Payroll taxes include Social Security, which deducts 6.2% of your income, up to $132,900. Payroll taxes also pay for health insurance, which deducts 1.45% of your income. Employers also pay payroll taxes. They pay 6.2% of your income, so the government gets 12.4% of your total income and your employer pays 1.45% of your income to Medicare.

Payroll tax cuts will mean fewer Social Security and Medicare taxes are withheld and deducted from paychecks. The idea is that workers and businesses will take home a little more from each paycheck, which will encourage them to spend more and stimulate the economy.

What is a payroll tax holiday?

A payroll tax holiday is the deferral of payroll tax collection to a later date, when those taxes are due. The payroll tax deferral is designed to provide workers with some temporary financial relief by temporarily boosting their take-home pay.

How to calculate payroll tax?

How you calculate payroll taxes will depend on your business and local laws. However, here are some general guidelines provided by QuickBooks. The first step is to calculate the employee’s gross salary.

1. Calculate the employee’s gross salary

You can use the employee’s pay rate and your scheduled pay period to determine the employee’s total pay. Most businesses will pay their employees weekly, bi-weekly or monthly. To calculate an hourly employee’s gross pay, multiply their hours worked in a pay period by their hourly pay rate. The formula is as follows:

Hourly rate x total hours worked in pay period = gross pay

To calculate a salaried employee’s gross salary, divide their annual salary by the number of pay periods in a year. The formula is as follows:

Annual salary / annual payment period = total salary

E.g. An employee earns $50,000 a year. Their company pays employees bi-weekly for a total of 26 pay periods. Therefore, the employee’s total salary is $1,923.08.

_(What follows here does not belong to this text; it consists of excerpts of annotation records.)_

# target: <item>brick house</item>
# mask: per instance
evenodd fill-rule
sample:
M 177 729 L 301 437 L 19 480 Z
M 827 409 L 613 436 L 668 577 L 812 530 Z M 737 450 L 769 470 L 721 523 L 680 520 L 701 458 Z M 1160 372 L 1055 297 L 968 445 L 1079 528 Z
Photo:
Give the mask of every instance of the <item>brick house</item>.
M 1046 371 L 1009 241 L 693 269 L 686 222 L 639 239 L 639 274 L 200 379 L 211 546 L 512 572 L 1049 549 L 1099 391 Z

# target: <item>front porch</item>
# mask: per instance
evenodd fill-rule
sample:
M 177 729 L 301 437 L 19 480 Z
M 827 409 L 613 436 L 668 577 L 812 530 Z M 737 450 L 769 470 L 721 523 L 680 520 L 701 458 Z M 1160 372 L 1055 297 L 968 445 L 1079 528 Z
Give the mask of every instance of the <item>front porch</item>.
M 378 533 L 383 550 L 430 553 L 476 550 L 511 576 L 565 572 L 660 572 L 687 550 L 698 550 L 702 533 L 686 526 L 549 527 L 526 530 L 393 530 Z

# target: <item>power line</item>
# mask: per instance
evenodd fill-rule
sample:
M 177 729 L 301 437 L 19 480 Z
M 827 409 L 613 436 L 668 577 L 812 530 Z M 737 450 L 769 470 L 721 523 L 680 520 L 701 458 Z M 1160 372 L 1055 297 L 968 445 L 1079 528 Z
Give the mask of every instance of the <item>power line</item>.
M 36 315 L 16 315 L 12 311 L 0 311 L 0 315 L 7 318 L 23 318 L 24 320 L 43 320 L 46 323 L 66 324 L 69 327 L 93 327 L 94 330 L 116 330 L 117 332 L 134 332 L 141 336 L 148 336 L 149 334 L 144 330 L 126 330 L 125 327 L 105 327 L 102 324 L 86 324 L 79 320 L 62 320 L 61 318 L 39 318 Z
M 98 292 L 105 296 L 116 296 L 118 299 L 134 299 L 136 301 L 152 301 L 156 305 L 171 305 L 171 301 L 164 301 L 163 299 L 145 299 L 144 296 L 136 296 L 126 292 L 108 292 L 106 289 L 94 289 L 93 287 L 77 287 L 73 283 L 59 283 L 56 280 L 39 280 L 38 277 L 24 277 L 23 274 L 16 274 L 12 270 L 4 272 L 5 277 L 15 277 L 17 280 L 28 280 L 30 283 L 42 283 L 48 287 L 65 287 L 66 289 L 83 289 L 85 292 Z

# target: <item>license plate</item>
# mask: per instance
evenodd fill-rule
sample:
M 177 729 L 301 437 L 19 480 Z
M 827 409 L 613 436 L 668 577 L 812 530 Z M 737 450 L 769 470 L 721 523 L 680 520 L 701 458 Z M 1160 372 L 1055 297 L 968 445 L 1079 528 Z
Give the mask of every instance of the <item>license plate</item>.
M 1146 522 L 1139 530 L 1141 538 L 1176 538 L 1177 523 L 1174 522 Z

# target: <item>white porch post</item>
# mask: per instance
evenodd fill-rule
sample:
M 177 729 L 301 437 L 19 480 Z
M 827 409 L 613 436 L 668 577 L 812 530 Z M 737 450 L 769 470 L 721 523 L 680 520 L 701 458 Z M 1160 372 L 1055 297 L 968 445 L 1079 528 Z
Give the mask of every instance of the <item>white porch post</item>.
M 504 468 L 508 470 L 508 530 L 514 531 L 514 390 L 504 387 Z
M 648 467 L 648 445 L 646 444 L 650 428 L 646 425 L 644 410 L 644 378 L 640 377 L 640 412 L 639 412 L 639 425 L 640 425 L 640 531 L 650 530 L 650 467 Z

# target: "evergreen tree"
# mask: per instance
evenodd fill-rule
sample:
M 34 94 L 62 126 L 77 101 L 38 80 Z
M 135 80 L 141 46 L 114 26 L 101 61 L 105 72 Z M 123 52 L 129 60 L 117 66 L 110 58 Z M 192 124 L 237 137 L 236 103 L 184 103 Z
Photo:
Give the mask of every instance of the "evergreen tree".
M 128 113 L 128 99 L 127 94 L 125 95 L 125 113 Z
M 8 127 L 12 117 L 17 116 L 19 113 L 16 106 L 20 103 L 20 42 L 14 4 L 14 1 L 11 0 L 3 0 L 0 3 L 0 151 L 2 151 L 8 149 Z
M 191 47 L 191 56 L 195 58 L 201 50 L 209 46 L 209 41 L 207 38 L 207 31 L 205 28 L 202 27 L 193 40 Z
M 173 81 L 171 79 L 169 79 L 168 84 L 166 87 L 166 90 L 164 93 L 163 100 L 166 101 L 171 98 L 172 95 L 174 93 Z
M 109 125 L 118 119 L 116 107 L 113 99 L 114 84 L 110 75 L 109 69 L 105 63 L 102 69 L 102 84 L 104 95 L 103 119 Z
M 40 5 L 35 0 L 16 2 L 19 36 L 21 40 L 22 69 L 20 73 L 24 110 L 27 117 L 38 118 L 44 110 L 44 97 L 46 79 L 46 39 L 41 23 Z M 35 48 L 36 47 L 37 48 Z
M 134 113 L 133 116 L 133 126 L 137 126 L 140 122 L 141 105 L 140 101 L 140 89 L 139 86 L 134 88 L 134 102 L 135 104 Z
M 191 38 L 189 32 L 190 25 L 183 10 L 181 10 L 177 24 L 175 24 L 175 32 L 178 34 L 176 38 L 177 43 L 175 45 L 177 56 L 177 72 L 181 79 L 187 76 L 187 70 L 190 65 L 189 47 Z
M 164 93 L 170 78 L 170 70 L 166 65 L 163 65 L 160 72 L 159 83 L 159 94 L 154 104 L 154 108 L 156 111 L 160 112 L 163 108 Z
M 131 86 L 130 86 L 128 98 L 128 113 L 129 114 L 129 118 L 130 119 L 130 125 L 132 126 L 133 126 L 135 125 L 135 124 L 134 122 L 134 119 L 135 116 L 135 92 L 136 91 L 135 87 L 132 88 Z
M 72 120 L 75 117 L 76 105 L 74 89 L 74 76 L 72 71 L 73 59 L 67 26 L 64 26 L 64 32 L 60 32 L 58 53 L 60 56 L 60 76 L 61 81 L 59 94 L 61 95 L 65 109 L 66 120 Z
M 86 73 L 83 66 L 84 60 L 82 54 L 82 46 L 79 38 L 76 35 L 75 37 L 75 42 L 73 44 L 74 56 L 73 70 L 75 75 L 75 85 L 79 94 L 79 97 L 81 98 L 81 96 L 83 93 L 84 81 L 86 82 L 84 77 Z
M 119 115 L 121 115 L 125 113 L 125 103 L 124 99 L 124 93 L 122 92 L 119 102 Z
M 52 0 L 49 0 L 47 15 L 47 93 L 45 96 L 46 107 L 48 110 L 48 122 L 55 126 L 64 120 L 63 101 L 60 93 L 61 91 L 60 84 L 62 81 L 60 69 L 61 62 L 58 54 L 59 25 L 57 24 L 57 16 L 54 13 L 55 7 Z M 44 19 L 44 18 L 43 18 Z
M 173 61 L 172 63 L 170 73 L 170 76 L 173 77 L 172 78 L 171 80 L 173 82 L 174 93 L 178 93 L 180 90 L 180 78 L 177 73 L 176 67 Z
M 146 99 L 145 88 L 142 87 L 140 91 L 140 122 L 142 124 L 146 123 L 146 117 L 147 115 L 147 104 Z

2. Deduction of tax deductions

After you have determined your gross salary, you will need to take the deduction. These are tax deductions, but other pre-tax deductions may also apply. Tax deductions include:

  • 401(k) and some retirement plans
  • health insurance plan
  • Health Savings Account (HSA) or Flexible Spending Account (FSA) Contributions
  • some life insurance plans

3. Tax deductions (FICA, unemployment and income tax)

After the pre-tax deductions are deducted, the remainder of the salary will be taxed. The FICA rate is 7.65% – Medicare 1.45% and Social Security 6.2%. Other rates will be determined by federal, state or local law and your employee’s W-4.

Use the IRS tax form to calculate federal income tax. In most cases, you will pay federal taxes when you pay Social Security and Medicare taxes. Report all payments on IRS Form 941.

7.65% FICA tax is deducted from the employee’s gross salary. As an employer, you must match each employee’s contributions. Businesses submit employee and company contributions to Social Security and Medicare.

For example, an employee’s total salary for the most recent pay period was $1,923. To calculate an employee’s Social Security tax contribution, multiply $1,923 by 0.062 to get $119.26. To calculate an employee’s Medicare tax contribution, multiply $1,923 by 0.0145 to get $27.88. The employee’s total FICA tax contribution during the pay period is $147.14, which the employer must match. In this case, the employer must pay the IRS $294.28. Half is a direct cost to the company, and the other half is deducted from the employee’s salary.

Employers don’t match the income tax deduction, but they pay federal unemployment tax. The IRS’s Income Withholding Assistant will help you determine how much federal income tax your employees should pay.

4. Any voluntary deductions must be deducted from remaining wages.

These may include:

After all taxes and deductions are deducted, the remaining amount is what the employee takes home on payday.

bottom line

Processing payroll is a complex and time-consuming job that requires compliance with strict federal and state regulations. It requires a lot of record keeping and attention to detail. Small businesses often use cloud-based software to process their own payroll. Other companies choose to outsource their payroll functions or invest in integrated ERP systems that manage overall accounting and payroll.